The BIG Foxhole
A half century ago the infantry pejorative for the next higher headquarters was “The Big Foxhole.” The biggest foxhole of all was the Pentagon. And there sat I for three years, first on the Department of the Army Unconventional Warfare staff and then in the Joint Chiefs of Staff Special Warfare section.
The chiefs of the fighting services called the big shots. Lieutenant colonels, of whom I was one, could maybe on their own change “fast” to “quickly” in some mox nix low-priority working draft. But any change bigger than that needed some real horsepower behind it.
Me, I was only a lowly Army Staff action officer and a new one at that. At the start I was blind to the usual pecking order. So, I waded right in with a proposed action which would require the Air Force to retain in its force structure two old C-47 transport planes left over from WWII. That raised some eyebrows and was judged pretty nervy.

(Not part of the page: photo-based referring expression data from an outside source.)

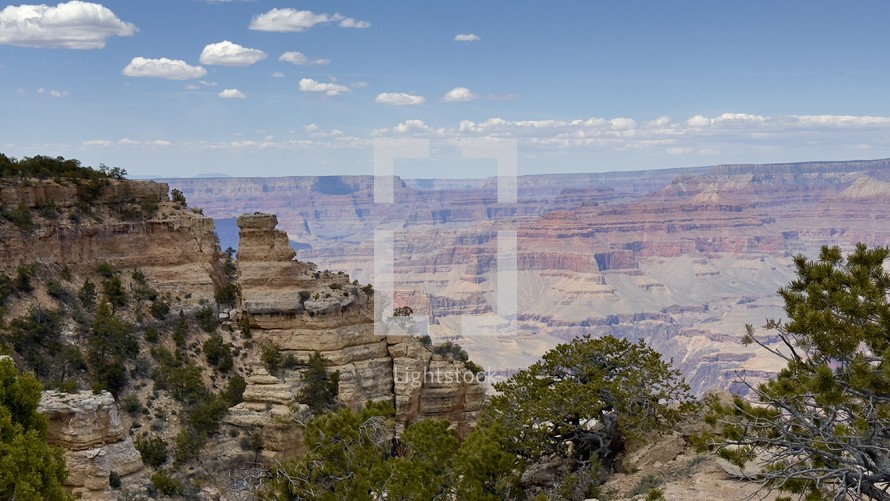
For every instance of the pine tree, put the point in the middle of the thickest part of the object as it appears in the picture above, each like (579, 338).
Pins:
(29, 468)
(822, 426)
(320, 389)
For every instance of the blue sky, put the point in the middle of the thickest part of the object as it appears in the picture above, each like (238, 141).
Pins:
(248, 88)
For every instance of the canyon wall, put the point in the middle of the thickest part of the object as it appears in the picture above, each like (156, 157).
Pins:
(682, 258)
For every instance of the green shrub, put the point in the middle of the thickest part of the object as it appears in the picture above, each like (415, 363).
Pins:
(234, 393)
(56, 291)
(207, 319)
(159, 308)
(105, 270)
(6, 288)
(189, 443)
(165, 484)
(271, 357)
(87, 295)
(218, 352)
(114, 480)
(113, 292)
(20, 216)
(22, 280)
(131, 404)
(452, 350)
(178, 197)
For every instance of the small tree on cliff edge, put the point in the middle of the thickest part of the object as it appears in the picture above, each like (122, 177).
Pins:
(29, 468)
(577, 405)
(823, 424)
(320, 389)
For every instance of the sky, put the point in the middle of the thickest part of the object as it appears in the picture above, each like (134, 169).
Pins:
(180, 88)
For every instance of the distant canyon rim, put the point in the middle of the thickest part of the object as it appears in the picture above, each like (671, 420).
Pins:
(681, 258)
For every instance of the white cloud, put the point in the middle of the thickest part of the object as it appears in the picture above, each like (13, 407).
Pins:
(466, 37)
(51, 92)
(698, 121)
(171, 69)
(399, 99)
(69, 25)
(512, 96)
(348, 22)
(226, 53)
(200, 85)
(412, 126)
(460, 95)
(232, 94)
(300, 58)
(329, 89)
(289, 20)
(622, 124)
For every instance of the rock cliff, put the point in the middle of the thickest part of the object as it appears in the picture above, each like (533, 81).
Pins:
(129, 224)
(300, 310)
(89, 428)
(683, 258)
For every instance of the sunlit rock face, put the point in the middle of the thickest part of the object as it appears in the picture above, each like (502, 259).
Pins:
(301, 310)
(89, 428)
(682, 258)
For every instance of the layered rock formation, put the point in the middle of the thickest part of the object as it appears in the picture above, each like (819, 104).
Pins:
(89, 428)
(300, 311)
(682, 258)
(177, 249)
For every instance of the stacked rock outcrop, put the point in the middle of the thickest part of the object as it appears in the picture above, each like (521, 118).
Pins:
(89, 428)
(301, 310)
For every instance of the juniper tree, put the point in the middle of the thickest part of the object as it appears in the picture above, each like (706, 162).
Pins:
(821, 427)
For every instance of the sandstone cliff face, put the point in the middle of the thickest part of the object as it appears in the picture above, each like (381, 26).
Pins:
(594, 251)
(176, 249)
(301, 310)
(89, 428)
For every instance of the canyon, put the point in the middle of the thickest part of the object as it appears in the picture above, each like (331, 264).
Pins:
(682, 258)
(159, 251)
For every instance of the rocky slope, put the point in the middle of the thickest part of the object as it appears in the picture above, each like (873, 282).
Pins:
(160, 253)
(682, 258)
(88, 426)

Why keep two ancient planes? Because many remote and underdeveloped countries relied on such old demilitarized “tramp” aircraft to keep commerce flowing. Old war birds landed and unloaded into rattling trucks, and no one thought to ask any questions.

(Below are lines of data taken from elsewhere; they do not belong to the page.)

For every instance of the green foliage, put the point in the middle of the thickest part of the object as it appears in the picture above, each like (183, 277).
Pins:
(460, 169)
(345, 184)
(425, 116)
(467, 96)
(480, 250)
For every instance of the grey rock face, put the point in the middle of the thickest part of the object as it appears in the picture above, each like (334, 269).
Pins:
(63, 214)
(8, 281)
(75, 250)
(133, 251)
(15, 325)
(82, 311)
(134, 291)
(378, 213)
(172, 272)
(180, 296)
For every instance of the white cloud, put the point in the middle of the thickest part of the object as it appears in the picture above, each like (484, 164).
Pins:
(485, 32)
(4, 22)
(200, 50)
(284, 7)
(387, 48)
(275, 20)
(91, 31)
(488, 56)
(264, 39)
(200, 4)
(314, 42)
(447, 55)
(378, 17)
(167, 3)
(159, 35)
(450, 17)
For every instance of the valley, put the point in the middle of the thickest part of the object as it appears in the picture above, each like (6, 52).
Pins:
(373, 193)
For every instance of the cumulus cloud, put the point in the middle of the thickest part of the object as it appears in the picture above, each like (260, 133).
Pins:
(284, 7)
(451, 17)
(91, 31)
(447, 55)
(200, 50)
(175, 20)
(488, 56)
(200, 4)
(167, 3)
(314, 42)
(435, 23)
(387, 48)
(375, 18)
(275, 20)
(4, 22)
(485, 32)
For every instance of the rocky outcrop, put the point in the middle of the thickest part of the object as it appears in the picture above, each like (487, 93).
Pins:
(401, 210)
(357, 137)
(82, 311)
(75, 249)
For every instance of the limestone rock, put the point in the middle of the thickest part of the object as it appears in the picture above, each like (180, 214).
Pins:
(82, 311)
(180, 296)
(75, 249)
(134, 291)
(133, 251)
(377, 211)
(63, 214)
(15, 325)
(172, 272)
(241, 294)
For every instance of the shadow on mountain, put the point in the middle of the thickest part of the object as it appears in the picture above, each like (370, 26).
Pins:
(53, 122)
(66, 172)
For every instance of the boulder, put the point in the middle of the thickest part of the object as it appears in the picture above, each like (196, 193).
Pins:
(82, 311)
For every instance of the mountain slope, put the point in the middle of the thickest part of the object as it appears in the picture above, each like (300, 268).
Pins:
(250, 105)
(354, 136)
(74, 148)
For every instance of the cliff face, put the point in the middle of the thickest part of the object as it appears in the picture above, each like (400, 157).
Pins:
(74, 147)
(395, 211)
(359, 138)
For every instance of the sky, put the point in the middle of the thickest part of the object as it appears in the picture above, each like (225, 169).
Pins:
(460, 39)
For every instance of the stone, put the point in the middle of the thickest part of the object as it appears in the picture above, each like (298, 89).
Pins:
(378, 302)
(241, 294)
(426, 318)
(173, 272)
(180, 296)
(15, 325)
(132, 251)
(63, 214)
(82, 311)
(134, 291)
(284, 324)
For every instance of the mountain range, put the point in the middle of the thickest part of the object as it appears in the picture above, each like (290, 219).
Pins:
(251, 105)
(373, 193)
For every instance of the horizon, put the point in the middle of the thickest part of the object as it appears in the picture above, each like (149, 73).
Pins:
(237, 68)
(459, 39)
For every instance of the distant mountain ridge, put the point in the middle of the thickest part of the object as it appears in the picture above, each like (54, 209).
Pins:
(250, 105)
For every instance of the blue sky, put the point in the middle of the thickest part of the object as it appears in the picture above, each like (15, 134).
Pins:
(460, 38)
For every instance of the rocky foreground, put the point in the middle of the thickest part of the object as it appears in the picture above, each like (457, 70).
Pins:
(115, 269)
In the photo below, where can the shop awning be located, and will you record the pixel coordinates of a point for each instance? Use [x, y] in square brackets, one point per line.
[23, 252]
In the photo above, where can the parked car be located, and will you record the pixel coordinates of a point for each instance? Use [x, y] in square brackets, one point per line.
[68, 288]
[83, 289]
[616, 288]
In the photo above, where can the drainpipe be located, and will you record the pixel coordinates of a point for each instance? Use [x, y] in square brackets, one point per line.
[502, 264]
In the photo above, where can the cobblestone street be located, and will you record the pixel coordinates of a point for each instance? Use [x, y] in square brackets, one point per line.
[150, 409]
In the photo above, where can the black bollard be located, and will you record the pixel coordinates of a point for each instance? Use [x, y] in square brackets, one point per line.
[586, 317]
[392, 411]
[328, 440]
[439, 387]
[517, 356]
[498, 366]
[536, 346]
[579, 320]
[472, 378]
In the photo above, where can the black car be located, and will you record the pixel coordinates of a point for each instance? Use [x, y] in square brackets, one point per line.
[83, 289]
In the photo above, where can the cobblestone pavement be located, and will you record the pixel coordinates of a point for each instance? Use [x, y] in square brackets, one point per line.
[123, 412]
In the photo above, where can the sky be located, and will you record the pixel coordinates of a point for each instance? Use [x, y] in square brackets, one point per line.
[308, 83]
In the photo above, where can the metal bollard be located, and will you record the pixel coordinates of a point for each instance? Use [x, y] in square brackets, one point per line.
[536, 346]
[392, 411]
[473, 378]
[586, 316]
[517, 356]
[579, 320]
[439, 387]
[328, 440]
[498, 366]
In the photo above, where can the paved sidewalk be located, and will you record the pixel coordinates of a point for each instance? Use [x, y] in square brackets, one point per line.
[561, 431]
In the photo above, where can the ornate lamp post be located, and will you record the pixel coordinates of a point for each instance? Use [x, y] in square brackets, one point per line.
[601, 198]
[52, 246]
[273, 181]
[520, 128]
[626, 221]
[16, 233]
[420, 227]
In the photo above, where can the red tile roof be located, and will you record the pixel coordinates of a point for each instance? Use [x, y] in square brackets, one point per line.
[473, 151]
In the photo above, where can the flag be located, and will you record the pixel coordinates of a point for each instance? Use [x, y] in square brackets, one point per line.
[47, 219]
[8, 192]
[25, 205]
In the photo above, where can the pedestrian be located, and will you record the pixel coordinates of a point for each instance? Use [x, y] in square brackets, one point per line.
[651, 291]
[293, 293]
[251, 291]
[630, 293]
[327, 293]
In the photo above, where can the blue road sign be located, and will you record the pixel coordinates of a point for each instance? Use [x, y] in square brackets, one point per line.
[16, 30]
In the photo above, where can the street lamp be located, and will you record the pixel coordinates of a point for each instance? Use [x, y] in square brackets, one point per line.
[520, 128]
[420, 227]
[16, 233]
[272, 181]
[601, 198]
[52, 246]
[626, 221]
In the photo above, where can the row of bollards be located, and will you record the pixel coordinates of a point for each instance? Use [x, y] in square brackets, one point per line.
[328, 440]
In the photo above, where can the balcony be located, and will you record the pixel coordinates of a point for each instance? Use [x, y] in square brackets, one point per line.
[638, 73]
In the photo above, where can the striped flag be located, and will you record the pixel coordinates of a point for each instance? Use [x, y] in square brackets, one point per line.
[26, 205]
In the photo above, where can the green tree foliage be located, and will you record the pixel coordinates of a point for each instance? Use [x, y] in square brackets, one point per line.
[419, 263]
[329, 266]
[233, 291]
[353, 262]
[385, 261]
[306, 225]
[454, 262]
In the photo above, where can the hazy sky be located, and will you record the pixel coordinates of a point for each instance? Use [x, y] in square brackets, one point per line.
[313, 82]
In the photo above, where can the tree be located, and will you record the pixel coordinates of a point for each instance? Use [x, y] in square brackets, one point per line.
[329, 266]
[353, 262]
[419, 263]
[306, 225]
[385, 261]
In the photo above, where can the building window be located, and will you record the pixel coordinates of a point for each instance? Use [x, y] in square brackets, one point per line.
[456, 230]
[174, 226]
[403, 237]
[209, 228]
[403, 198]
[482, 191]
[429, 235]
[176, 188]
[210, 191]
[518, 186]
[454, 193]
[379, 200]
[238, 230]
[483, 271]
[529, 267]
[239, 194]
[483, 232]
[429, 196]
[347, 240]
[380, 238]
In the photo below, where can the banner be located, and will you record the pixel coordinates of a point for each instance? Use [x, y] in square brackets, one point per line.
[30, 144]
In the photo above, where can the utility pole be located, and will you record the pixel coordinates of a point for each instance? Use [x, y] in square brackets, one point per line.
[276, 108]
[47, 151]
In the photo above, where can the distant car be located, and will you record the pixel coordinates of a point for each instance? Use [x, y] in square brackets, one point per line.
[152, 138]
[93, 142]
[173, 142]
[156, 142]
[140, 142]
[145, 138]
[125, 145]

But what if conflict arose there? In that age of hijacked airliners and coups de main such challenges sometimes reared up. Travelers were marooned. Reaction time could be fleeting. To meet such a crisis our first move might be to seize an airfield. That would require overpowering the control tower staff and rerouting further traffic.
I posited our first unmarked and dusty old C-47 making a routine landing and taxiing up to the tower as usual. But then out would storm a team of Rangers to force their way into the control tower and order the controllers to reroute inbound traffic to a neighboring field. Rangers in our second C-47 would hot wire parking lot motor vehicles and race to the presidential palace to rip out communications.

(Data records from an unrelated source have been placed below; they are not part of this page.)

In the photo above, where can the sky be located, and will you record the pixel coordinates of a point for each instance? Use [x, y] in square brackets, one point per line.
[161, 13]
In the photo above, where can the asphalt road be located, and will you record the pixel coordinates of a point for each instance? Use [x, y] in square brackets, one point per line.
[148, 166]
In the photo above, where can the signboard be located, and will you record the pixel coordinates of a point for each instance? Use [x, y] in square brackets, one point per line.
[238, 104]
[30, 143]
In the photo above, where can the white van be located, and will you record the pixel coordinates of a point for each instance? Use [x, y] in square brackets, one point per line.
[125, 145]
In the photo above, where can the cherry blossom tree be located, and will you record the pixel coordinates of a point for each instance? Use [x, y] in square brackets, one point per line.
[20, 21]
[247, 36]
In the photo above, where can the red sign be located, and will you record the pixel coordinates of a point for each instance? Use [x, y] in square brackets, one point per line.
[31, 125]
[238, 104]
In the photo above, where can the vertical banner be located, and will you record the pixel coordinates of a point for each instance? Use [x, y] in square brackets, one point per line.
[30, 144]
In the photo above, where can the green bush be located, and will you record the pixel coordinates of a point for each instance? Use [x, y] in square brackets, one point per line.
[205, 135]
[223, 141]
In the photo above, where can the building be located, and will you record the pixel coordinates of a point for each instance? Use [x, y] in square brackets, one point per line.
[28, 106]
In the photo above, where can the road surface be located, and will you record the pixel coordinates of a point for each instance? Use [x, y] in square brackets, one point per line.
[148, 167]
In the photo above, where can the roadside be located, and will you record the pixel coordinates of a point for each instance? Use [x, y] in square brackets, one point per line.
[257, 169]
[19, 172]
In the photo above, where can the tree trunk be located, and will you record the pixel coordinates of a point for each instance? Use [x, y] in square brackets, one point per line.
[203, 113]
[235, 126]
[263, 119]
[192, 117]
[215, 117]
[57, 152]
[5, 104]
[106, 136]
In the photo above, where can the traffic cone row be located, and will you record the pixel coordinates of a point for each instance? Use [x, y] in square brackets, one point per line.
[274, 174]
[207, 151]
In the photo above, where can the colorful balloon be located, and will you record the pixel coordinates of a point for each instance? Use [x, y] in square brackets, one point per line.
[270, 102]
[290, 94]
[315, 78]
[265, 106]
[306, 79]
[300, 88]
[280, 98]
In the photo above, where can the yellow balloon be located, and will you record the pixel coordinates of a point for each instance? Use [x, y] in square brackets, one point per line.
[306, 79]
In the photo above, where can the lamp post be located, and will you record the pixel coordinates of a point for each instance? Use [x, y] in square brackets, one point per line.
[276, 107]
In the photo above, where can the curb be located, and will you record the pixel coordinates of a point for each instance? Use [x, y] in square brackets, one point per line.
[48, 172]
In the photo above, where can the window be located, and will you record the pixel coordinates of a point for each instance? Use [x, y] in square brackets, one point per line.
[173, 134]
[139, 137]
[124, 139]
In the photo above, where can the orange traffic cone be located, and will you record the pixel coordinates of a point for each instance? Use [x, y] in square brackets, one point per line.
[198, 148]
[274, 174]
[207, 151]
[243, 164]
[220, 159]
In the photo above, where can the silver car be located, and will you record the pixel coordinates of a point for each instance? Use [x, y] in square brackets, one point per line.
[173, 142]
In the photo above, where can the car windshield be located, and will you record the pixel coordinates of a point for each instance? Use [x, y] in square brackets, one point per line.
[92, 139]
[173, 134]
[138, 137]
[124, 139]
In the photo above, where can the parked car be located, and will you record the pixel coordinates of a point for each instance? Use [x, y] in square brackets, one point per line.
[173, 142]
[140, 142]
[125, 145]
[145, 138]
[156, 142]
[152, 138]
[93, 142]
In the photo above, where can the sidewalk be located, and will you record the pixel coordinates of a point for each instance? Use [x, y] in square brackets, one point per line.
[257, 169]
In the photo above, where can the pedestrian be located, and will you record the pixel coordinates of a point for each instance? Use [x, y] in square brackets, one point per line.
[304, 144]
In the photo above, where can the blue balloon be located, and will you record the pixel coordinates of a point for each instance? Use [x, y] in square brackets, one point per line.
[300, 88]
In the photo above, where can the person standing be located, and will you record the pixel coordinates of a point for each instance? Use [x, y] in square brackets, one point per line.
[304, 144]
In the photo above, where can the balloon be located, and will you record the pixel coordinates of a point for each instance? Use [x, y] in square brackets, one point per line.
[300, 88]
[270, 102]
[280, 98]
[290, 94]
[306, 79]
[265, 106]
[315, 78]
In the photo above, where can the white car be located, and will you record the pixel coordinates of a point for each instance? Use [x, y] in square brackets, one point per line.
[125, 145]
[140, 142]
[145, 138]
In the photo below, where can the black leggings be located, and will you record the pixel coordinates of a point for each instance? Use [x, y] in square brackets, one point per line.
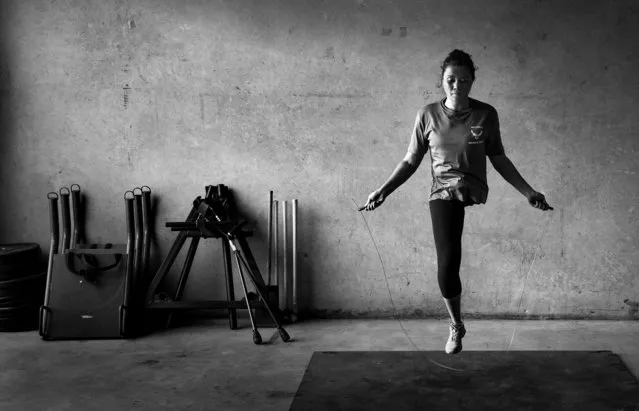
[448, 224]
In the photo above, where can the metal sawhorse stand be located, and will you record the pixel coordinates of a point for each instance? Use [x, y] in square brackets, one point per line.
[215, 217]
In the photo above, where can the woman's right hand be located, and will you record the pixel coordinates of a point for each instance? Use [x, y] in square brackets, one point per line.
[375, 199]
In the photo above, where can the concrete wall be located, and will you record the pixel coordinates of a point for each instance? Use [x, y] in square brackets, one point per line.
[316, 100]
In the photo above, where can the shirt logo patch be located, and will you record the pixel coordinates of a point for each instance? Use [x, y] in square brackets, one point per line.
[476, 131]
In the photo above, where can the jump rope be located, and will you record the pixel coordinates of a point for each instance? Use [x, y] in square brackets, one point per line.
[398, 318]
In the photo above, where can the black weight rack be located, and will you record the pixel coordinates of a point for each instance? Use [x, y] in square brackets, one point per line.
[215, 216]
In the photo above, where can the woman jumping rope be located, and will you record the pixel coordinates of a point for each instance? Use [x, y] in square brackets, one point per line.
[459, 133]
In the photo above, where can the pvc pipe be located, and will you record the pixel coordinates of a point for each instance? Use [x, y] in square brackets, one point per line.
[285, 251]
[75, 212]
[294, 252]
[270, 235]
[276, 244]
[66, 220]
[129, 198]
[146, 234]
[137, 249]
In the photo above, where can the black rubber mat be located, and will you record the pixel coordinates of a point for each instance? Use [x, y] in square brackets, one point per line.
[472, 380]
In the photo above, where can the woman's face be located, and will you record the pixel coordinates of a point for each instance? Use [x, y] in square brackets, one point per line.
[457, 82]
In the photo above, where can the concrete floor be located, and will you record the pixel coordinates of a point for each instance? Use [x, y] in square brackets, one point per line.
[207, 366]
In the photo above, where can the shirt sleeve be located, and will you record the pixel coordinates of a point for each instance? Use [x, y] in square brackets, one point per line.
[418, 145]
[494, 145]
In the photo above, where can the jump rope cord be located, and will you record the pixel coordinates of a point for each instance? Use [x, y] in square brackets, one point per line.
[399, 321]
[393, 303]
[521, 297]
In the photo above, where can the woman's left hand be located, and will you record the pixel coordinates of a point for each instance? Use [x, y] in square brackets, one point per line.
[538, 200]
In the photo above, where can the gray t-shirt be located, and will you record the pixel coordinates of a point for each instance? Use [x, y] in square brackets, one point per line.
[458, 142]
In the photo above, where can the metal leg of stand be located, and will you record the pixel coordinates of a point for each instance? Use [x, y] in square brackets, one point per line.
[257, 338]
[230, 293]
[278, 324]
[190, 256]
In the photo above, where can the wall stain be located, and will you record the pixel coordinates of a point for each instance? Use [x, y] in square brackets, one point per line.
[126, 90]
[329, 53]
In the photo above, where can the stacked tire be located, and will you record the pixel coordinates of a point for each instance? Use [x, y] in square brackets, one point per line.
[23, 279]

Surprisingly, mine was rated a good plan and it survived as presented. For the record, though, I don’t believe the U.S. ever executed any such plan. Others may have.
But nothing was forever. When I had left the Army staff, my new JCS staff chief called me in. “Jones, somehow we’ve been saddled with two ancient old birds. The logistics are too tough, and the execution plan is a long shot. Dump those two old C-47s.” So, I grit my teeth and went about axing the birds that had been the backbone of my takedown plan. In such ways passed three years.
Were three Pentagon years worth it? Well, yes. I was finally together with my faithful bride who had raised our sons alone through two Vietnam years. Then, we bought our first home. The Pentagon gave us back our lives together.
And in Virginia I became a PTA president. Geez! PTA? And I had thought The Big Foxhole was a snake pit.